3. The Quote: “I told you I was ill.”
The context: The proposed epitaph for Spike Milligan’s tombstone.
The story: Spike Milligan was a comedian known throughout Britain for his surreal and often black humor. Considered to have been one of the key influences behind Monty Python and held in high regard by the entire British comedy scene, Milligan is often referred to as “the comedian’s comedian.”
Even in his twilight years, when he plagued by a host of health problems, Milligan continued to crack jokes at his own expense, the most famous of which was an offhand remark he made about his desire to have his tombstone bear the epitaph “I told you I was ill.” When Milligan passed away in 2002, his family, in accordance with his wishes, actually tried to buy a tombstone with that joke on it, but the people in charge of the graveyard didn’t feel it would appropriate and told the family to change it. After some consideration Milligan’s family settled on an engraving reading “Dúirt mé leat go raibh mé breoite.” For anyone curious about what that means, it’s Irish for, “I told you I was ill.”
Speaking of funerals…
2. The Quote: “Always look on the bright side of life.”
The context: The most popular song played at British funerals.
The story: Despite having the word “fun” right there in it, funerals are often anything but, what with all the crying people and fistfights that break out. British people seem to be a curious exception to this rule, with it being noted that the Monty Python song “Always Look on the Bright Side of Life” is the most popular song requested at funerals.

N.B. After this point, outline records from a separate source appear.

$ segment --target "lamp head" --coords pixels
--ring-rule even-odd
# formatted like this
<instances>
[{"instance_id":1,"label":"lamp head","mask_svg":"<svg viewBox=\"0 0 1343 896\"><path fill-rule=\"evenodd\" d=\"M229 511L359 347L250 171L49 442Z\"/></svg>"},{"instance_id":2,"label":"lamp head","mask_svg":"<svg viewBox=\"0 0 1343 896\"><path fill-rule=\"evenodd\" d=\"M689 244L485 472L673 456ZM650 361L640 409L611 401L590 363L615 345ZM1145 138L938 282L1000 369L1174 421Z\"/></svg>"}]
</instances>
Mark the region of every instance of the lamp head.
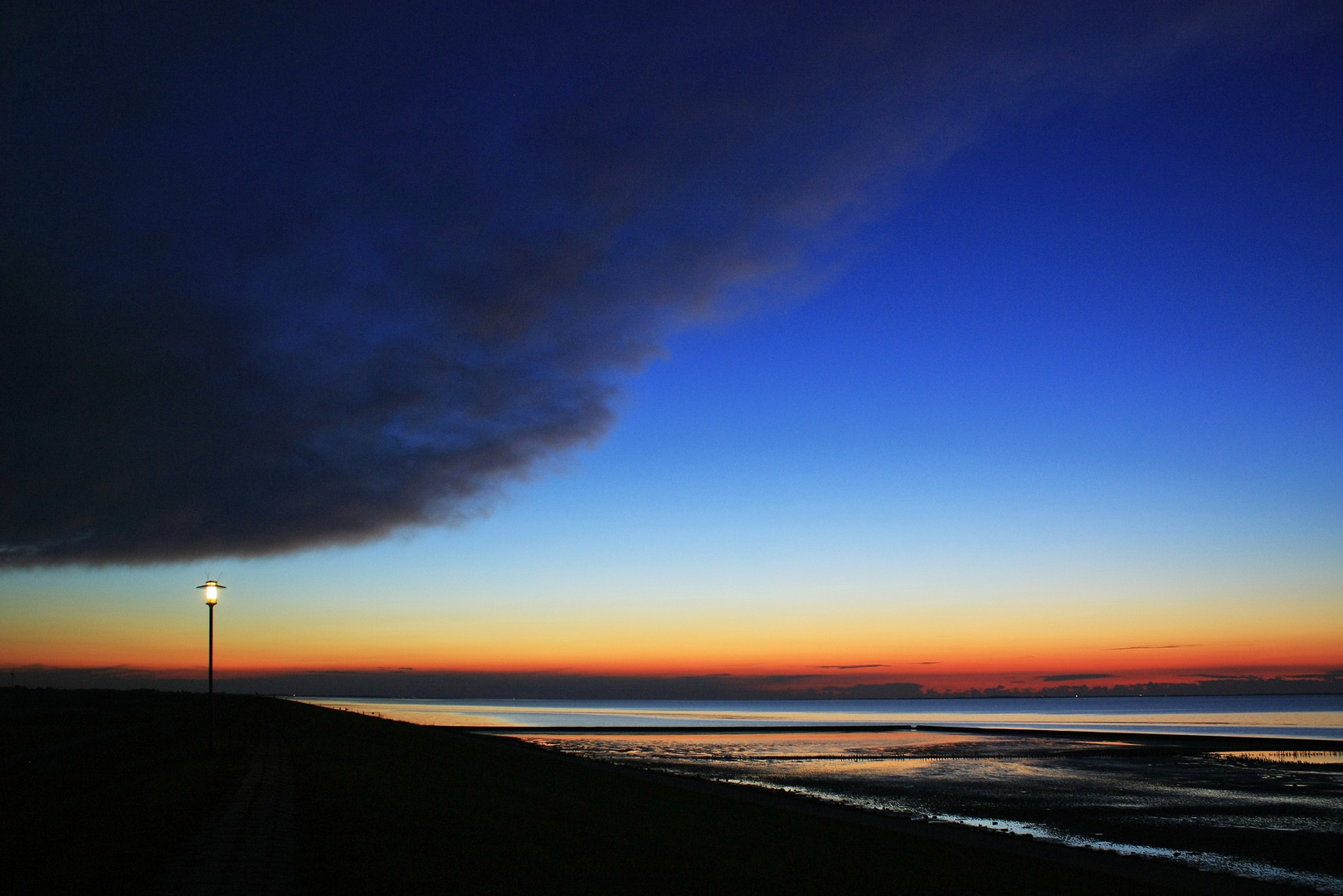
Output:
<instances>
[{"instance_id":1,"label":"lamp head","mask_svg":"<svg viewBox=\"0 0 1343 896\"><path fill-rule=\"evenodd\" d=\"M210 606L215 606L216 603L219 603L219 590L223 588L224 586L219 584L214 579L210 579L208 582L205 582L205 584L197 584L196 587L204 588L205 603L208 603Z\"/></svg>"}]
</instances>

What makes this particular song choice so deliciously hilarious is that it took the top spot away from actual religious hymns, which had, prior to 2014, been the most popular final song requested by the deceased. So just to clarify, in Britain, the most popular song played at funerals is one that was intentionally written as an ironic piss-take for a film (Life of Brian) poking fun at the idea of religion, about remaining calm and collected in the face of adversity, and it took the top spot away from a genuine, sentimental religious hymn.
If you needed any more proof that the British don’t even pretend to give a crap, the song is also popular at football games when one team is losing, and was once sung by an entire ship as it was sinking.

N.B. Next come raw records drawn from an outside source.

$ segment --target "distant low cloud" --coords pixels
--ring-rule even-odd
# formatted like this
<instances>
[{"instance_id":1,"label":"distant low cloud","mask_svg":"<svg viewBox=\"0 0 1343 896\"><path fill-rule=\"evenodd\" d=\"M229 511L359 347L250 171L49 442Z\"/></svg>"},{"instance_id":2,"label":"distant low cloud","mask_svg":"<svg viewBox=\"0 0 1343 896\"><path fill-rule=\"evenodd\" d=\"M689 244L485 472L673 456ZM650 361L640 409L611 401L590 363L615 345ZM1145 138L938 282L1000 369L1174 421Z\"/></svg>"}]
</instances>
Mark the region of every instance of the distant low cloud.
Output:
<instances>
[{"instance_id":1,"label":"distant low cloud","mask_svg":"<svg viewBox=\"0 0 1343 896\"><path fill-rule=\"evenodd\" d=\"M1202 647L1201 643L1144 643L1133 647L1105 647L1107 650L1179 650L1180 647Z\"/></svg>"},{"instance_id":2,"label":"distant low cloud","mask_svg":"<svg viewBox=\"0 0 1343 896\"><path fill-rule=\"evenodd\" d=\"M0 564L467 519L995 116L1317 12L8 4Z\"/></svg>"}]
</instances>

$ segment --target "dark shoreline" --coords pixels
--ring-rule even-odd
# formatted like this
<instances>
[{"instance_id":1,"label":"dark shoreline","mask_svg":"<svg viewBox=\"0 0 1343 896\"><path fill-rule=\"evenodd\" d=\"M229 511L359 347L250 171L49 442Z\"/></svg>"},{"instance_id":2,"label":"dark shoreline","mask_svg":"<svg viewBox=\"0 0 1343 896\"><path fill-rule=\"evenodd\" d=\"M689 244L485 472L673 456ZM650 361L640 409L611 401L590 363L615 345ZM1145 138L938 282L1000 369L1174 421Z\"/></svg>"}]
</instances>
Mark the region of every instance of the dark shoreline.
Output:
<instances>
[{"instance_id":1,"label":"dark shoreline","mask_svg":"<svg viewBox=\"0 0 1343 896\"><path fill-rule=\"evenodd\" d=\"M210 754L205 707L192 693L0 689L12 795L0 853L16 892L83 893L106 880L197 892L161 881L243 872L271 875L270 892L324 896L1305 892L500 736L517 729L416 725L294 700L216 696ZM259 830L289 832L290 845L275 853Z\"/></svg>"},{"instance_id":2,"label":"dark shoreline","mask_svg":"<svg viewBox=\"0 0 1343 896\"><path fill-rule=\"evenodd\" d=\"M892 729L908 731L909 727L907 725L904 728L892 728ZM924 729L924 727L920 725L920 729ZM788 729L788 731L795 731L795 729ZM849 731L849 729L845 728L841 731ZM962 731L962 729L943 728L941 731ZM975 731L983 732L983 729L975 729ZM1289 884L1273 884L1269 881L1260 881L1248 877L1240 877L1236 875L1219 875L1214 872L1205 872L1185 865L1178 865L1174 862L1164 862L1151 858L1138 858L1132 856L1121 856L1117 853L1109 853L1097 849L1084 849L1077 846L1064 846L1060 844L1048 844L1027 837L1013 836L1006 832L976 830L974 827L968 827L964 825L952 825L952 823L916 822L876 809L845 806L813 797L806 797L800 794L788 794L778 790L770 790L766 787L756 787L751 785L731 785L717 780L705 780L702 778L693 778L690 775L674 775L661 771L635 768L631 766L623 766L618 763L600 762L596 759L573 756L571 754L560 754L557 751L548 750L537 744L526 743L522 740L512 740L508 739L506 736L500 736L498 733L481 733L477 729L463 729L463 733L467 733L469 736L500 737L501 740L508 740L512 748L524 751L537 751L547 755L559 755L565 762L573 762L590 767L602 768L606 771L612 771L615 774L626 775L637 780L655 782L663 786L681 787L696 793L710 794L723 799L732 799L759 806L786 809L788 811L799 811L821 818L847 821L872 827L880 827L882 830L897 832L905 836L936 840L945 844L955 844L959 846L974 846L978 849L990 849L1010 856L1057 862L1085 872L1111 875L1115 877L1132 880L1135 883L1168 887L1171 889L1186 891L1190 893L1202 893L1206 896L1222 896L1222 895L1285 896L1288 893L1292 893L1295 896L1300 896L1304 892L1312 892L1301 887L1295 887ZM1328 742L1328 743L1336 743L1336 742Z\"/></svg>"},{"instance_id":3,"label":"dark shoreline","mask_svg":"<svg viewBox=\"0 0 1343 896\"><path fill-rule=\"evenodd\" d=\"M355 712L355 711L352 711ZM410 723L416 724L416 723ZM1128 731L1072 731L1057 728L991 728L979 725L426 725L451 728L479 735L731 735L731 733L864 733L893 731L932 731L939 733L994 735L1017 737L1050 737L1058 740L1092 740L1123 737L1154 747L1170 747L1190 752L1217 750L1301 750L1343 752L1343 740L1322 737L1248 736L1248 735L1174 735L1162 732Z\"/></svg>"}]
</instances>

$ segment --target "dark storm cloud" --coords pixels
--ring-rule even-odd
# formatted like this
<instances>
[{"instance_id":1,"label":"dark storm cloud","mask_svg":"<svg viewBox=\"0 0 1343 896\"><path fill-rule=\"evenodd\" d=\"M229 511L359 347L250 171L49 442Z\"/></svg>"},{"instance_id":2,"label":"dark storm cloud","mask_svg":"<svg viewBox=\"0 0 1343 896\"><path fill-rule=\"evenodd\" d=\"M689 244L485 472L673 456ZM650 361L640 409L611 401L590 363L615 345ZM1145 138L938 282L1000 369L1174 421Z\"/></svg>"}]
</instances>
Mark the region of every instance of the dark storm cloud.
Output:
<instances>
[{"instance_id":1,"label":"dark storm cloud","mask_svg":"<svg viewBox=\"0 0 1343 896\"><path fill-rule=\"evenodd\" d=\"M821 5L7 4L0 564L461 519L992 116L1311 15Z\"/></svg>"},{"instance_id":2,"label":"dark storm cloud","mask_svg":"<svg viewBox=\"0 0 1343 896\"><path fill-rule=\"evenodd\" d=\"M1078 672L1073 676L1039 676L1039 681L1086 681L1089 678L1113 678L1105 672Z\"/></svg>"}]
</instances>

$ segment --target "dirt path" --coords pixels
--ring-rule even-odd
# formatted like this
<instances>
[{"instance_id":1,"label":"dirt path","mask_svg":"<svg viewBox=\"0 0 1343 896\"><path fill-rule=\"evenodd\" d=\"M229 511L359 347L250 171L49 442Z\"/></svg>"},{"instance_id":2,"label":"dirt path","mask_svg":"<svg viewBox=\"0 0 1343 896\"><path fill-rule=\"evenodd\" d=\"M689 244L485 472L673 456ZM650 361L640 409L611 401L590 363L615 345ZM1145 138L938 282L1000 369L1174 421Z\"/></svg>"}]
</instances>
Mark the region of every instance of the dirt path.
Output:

1. The Quote: “We have time enough to finish the game and win.”
The context: Sir Francis Drake, upon being interrupted during a game of bowls, about an approaching Spanish fleet of ships.
The story: Francis Drake is known in Britain for many things, including beasting on the Spanish so hard they called him “The Dragon,” circumnavigating the globe, and dying of dysentery. In regards to the former, Drake was a key figure in defeating the Spanish Armada, a massive fleet of ships that attempted to invade England in 1588.
According to legend, Drake was so unafraid of the Spanish and so supremely confident in his own skills that upon learning that a fleet of ships large enough to level half of the English coastline had just crested the horizon, he didn’t act on the news until he’d finished a game of bowls. Exactly what Drake said isn’t clear, but multiple sources report that he was happy to learn that the Spanish were still a few miles away, because it meant he could finish his game, reportedly quipping that he’d smash the Spanish fleet after, and only after, he’d finished his game.
True to his word, Drake trounced the Spanish Armada in battle, personally leading a charge that destroyed a quarter of the Armada and captured one of their most powerful ships. Proof that the English do get emotional, but only about things that actually matter, like a game involving rolling small balls on some grass.